Pourtant, lui fait remarquer le président Philippe Schneider, il n'a pas cherché à cacher son identité sur Facebook. Et dans les trois messages qu'il a postés vendredi après-midi, il a joué de la comparaison avec l'auteur de l'attentat. « Ce soir, je fais la une de BFM, à 18 h 30 précise (sic) », a-t-il notamment écrit sur son compte public, paraphrasant son frère Cherif avant son équipée meurtrière au marché de Noël.

Et il y a cette photo, prise dans son salon, sur laquelle on distingue cinq armes dont deux kalachnikovs. Toutes étaient factices ; elles ont été saisies lors de la perquisition de son appartement du quartier Bourse à Strasbourg. Le procureur Alexandre Chevrier appuie tout de même sur l'aspect alarmant de la « mise en scène » réalisée par le prévenu.

« Je n'avais aucune velléité, ni jusqu'au-boutiste, ni débutiste (sic), assure Malek Chekatt. Que tout le monde sache que je ne menace personne, que je ne veux m'en prendre à personne. J'ai compris qu'avec ce qui s'est passé, je ne peux plus me permettre le moindre écart. »
« Dans cette affaire, il est surtout le père de »

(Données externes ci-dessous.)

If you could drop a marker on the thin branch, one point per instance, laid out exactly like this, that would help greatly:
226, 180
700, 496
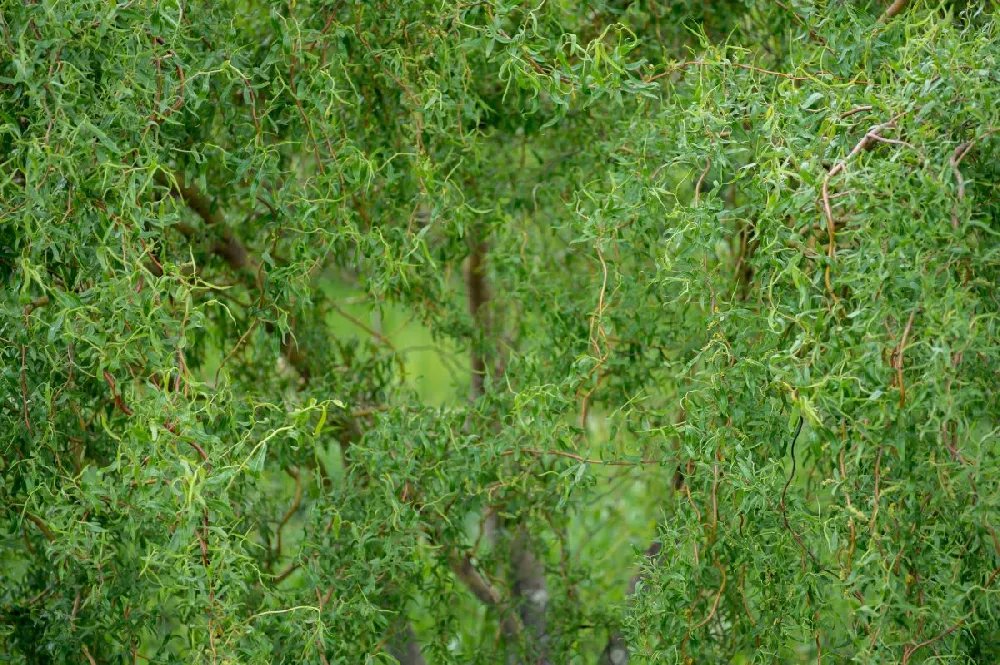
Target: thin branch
578, 458
893, 9
616, 651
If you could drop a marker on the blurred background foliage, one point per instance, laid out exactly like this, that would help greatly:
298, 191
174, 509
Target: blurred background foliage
481, 332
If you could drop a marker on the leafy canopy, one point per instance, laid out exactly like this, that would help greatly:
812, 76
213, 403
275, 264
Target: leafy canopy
353, 331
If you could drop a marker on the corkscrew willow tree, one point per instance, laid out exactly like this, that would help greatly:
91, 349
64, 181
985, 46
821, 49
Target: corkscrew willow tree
714, 287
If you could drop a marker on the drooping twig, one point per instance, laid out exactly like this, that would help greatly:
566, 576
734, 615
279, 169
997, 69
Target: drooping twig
784, 491
893, 9
871, 136
956, 158
616, 652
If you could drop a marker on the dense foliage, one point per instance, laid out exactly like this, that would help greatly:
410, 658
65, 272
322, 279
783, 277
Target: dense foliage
496, 331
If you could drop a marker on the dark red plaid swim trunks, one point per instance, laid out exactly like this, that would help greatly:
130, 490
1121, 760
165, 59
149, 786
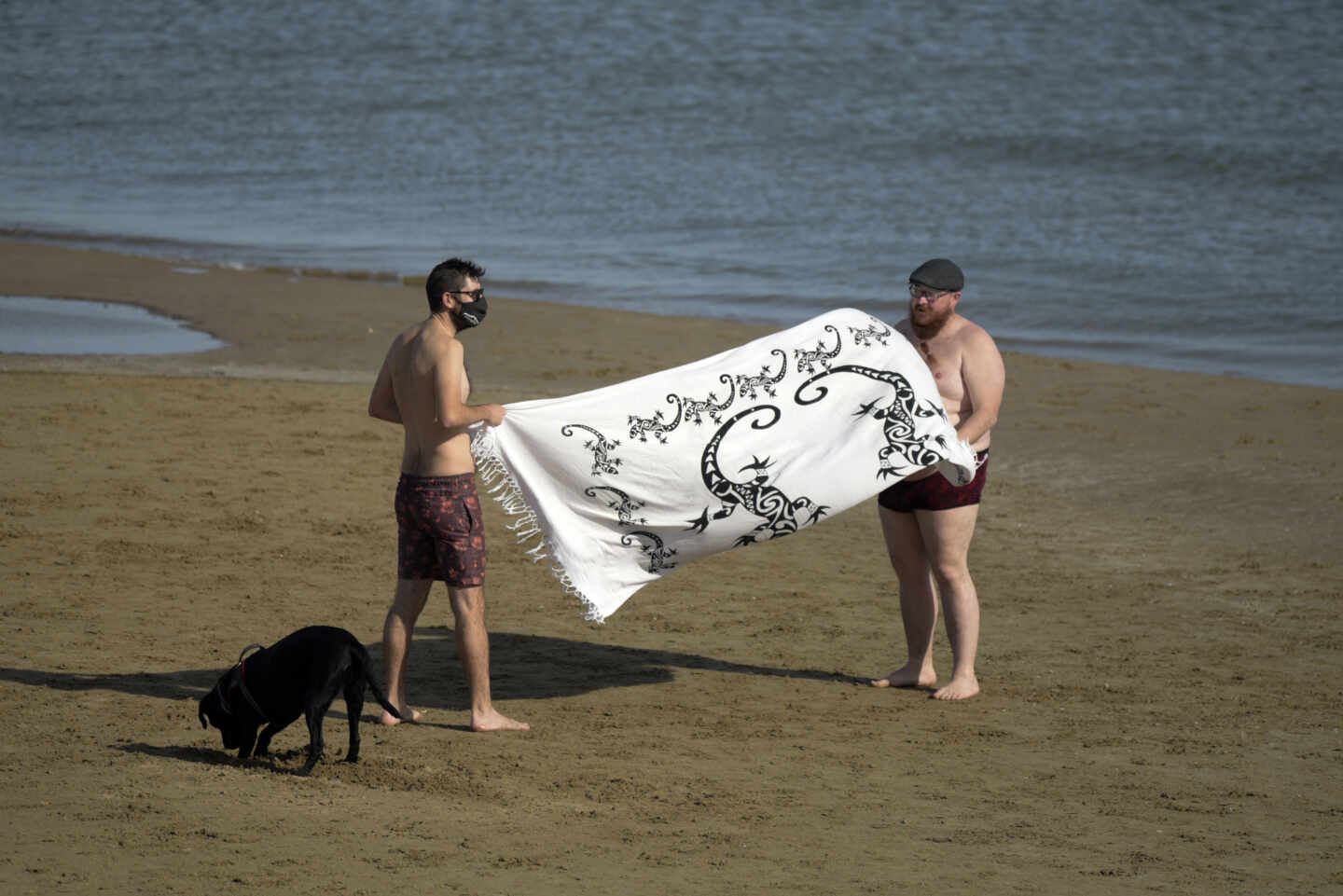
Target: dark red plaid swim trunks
935, 492
441, 533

Ces publications qui semblent insensées, le père de famille les explique assez confusément par un « mal-être » lié à la garde de son fils. Il venait de recevoir une décision de justice l'informant qu'il ne pourrait désormais rencontrer son enfant que dans le cadre de visites médiatisées. « Dans cette affaire, il n'est pas le frère de, il est surtout le père de », souligne son conseil Me Thomas Steinmetz.

« Mais il donne le sentiment d'être capable de passer à l'acte, de basculer dans la violence, s'il sent qu'il n'a rien à perdre », relève le représentant du parquet qui requiert, face au discours « ambigu et contradictoire » du prévenu, une peine de dix-huit mois de prison dont douze ferme.

La défense tente alors de faire tomber la qualification de menaces de mort, au motif que celles-ci ne visaient personne en particulier. Le texte ne l'impose pas, a jugé le tribunal. Reconnu coupable, le prévenu s'est vu infliger douze mois d'emprisonnement dont six ferme. Il a retrouvé la liberté à l'issue de l'audience : les magistrats ont considéré qu'il ne présentait pas de dangerosité réelle de nature à justifier un maintien en détention. Malek Chekatt a toutefois l'obligation de se soigner.